For what its worth I have had Allstate for both home and auto insurance for the past ten years. I have had to make a claim for both the home owners and vehicle policy within the last 2 years. Both claims were smooth and simple. For the home owners claim they didn't even come out too look at the damage, did not even require me to get multiple quotes. The auto claim was just about as simple pulled into one of there centers they looked at the damage and issued me a check right on the spot which ended up covering the repair in full even after my deductible (although that may be more of testament to the shop I used). I have not shopped around lately but I know when my wife was my girlfriend she had Geico for her auto insurance and switching to Allstate saved her about $200.00 per year. Out of all the companies I have to write a check to each month Allstate is pretty close to the top in terms of customer satisfaction.
posted by jmsta at 12:24 PM on March 4, 2011

How on earth can there be no ceiling on the cost to rebuild? These plans are priced at their maximum out of pocket, so this sounds like snake oil.

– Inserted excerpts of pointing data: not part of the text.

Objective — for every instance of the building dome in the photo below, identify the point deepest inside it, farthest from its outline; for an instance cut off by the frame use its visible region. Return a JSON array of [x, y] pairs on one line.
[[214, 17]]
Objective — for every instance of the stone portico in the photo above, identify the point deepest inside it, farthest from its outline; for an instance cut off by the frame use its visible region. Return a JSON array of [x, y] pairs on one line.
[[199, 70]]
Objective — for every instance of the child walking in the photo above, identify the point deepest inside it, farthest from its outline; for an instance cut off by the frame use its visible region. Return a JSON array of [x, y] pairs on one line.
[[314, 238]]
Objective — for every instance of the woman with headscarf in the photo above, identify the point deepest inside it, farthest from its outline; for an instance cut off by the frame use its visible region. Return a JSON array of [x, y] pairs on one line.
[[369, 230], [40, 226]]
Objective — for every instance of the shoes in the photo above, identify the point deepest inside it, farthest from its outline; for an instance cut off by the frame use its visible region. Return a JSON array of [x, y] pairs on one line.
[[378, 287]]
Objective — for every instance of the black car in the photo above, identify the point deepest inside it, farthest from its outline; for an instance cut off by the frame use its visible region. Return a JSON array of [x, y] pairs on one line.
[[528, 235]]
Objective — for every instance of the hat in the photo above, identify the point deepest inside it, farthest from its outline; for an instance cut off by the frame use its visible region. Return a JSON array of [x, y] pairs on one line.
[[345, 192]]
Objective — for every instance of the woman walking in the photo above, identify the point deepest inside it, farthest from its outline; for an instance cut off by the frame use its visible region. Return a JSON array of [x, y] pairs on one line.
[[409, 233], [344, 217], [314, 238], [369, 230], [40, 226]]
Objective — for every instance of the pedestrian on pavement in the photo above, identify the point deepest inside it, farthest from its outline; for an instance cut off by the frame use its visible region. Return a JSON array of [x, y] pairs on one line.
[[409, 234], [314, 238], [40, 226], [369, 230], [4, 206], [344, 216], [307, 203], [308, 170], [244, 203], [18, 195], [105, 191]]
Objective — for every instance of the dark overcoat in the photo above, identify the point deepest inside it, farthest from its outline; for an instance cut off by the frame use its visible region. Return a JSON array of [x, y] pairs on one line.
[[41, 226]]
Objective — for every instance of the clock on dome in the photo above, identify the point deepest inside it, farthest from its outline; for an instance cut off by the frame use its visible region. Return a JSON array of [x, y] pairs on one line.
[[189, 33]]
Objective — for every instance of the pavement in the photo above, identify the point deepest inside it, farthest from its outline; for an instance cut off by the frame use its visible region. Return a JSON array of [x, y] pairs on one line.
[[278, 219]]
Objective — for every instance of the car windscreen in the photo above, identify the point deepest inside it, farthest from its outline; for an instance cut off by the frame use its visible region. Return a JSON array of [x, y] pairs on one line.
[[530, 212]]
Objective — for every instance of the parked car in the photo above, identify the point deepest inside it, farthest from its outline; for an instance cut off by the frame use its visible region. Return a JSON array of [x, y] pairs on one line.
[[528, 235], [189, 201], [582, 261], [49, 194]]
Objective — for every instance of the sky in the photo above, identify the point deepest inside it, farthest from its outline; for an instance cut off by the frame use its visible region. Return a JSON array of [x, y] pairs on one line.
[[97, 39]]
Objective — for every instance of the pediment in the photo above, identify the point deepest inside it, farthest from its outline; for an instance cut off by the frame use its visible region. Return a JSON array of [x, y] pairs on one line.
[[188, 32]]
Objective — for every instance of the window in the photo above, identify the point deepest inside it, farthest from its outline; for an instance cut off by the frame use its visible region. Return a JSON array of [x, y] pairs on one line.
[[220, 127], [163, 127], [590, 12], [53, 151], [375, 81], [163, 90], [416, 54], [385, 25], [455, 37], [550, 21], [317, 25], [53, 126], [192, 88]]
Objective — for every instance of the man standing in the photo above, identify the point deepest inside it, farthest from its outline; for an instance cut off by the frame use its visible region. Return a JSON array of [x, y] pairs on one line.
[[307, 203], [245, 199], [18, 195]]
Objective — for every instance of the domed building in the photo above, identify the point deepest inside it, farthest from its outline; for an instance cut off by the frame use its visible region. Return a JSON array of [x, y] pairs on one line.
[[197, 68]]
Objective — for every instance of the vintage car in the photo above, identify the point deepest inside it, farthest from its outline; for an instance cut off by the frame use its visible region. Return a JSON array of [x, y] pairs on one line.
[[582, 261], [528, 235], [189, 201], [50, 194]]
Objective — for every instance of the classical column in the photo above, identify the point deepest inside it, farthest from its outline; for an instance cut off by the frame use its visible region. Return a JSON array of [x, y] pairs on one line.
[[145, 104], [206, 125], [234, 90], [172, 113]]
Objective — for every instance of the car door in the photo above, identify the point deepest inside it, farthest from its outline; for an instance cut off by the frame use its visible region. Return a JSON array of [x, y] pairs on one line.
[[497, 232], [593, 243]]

One question: Despite what you may have paid for the house, is $260K enough for you to rebuild?
posted by fusinski at 1:19 PM on March 4, 2011

This is totally anecdotal, but when my wife was going through a personal injury claim against Erie (for an auto accident) a couple of years ago, our attorney was very clear what he thought about Erie, and it wasn't good. All insurance companies are going to look for outs to avoid paying claims, but he felt that Erie was particularly aggressive at it, at the expense of the injured parties.

Is it possible that Erie, not having a significant in-house sales team, pays higher commissions than Allstate or State Farm?
posted by COD at 1:37 PM on March 4, 2011

Have had State Farm for years - they've paid promptly on claims, didn't jump my rates on car stuff after fender bender, adjuster went to bat for us to get us more than we were covered for when our chimney blew down. My understanding is that they haven't been so good in places like Florida post hurricanes but my experience in Michigan has been very good and my current agent is first rate.
posted by leslies at 1:50 PM on March 4, 2011 [1 favorite]

My State Farm experience has pretty much mirrored leslies' experience. Our agents (one retired and now we have a new one) have been responsive and prompt and every claim we've made has been paid.
posted by cooker girl at 2:33 PM on March 4, 2011

Salesman lie, more often out of ignorance about their products than outright attempts at deception. But with an insurance policy you need to be informed about the policy's ins and outs, and it doesn't sound like that agent is making things clear. I'd find a different agent. We've had State Farm for ages, without a claim, but our agent has been very helpful and took the time to explain everything as we went along. We've added things here and there and each time he's done a great job explaining it.
posted by wkearney99 at 5:17 PM on March 4, 2011

Echoing others re: State Farm. I've had auto and homeowner with them for about 15 years. I've only ever made one claim, after a fender bender. It was handled quickly, without hassle and my rates didn't go up.